Il maestoso Campanile

 
E’ l’elemento che domina l’intero centro storico.
Salmi, classificandolo di tipo longobardo, lo vide affine a quello di Diecimo e Morolli ha affermato che esso segna il limite orientale dell’espansione del romanico-lucchese.
 

E’ stato scritto che porta la data 1280; ha in alto la  Smarrita,la celebre campana che tutte le sere, mezz ‘ora prima della notte, dava con il suono il segno della presenza dell’Ospizio ai viandanti.
 
Fungeva anche da fortezza del castello, come si rileva osservando la parte inferiore, dove sono situati due vani ciechi a cui si accede con botole e corrispondenti ad una cisterna, un granaio (Nelli) e le feritoie soprastanti. Piu’ in alto iniziano le finestre: monofore, bifore,trifore e quadrifore.
 

 
L’ulltimo piano ha verso nord trifore anziche’ quadrifore, piu’ larghe, per il passaggio dell campane.
Sopra il piano della monofora, quasi a segnare il confine tra la parte piu’ propriamente militare e il resto dell’edificio, vi erano agli angoli le statue dell’Evangelisti, in marmo, delle quali ne rimangono tre e piuttosto malridotte: l’angelo di S. Matteo (sud-ovest),l’aquila di S. Giovanni (nord-ovest) e il toro di S. Luca (nord-est); manca il leone di S. Marco (su d-est), forse abbattuto in epoca posteriore al XVIII secolo da un fulmine.
 

Sulle arcatelle cieche, in corrispondenza della stessa altezza, vi sono scolpite figure e teste di uomini, animali, frati e diavoli. Occorre pero’ cautela nel valutare quanto dell’ornamentazione del campanile sia originario e quanto invece sia frutto dell’intervento di restauro dell’architetto Giuseppe Pardini, avvenuto nella seconda meta’ dell’Ottocento su vari monumenti lucchesi; e’ noto infatti che il Pardini, nello spirito della sua epoca, non si limitava a restaurare o a ripristinare con criteri di lettura filologica, ma rifaceva e interpretava, come si puo’ vedere dalla facciata della Chiesa di S. Michele in Foro a Lucca, dove inseri’ tra le teste delle mensole i volti dei grandi protagonisti del Risorgimento (Morelli).
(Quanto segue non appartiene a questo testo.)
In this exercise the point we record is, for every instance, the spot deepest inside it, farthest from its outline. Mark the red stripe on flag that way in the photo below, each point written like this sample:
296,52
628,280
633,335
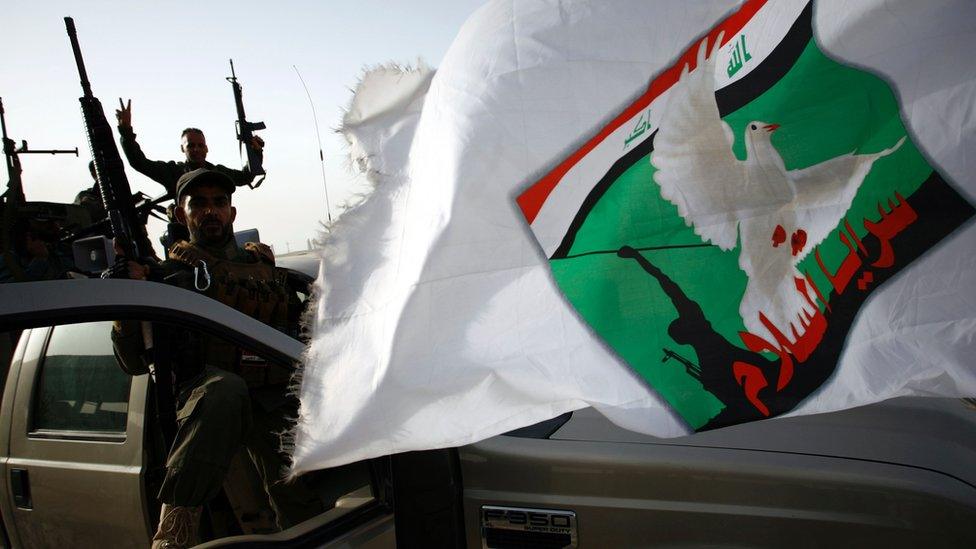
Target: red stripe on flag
532,199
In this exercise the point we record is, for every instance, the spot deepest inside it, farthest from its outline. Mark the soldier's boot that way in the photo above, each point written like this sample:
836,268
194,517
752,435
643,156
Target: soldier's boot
178,527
Intervenne anche sulla torre di Altopascio (1866), per cui Morelli adombra il sospetto che sia stata rimediavalizzata; e’ certo che rifece mensole, colonne, basi, capitelli, architravi, archetti oltre che gran parte del paramento esterno ed interno.

 
 
Inoltre rimise in luce o rifece la merlatura: la Descrizione del 1740 rileva infatti  che la torre aveva un tetto a cuspide, come quello di porta Mariani.

 
 
Dopo la distruzione del castello il campanile servi’ da alloggio per il castellano ed una piccolissima guarnigione di soldati del comune di Firenze, che aveva sopratutto compiti di osservazione e di difesa, per evitare che il fortilizio preso dai nemici (Nelli).

 
Verso via Cavour si nota sul campanile il segno del Tau, emblema Dell’Ospedale.
 
 
L’identificazione della scritta GE-RARDUS DE GE. con il nome dell’architetto che diresse la costruzione del grande monumento non e’ convincente: dovrebbe con piu’ probabilita’ trattarsi del sacerdote Gerardo Gentili di Volterra, procuratore di Guglielmo Capponi, che prese possesso giuridico del beneficio dell’Ospedale per conto del suo Patrono nel 1477.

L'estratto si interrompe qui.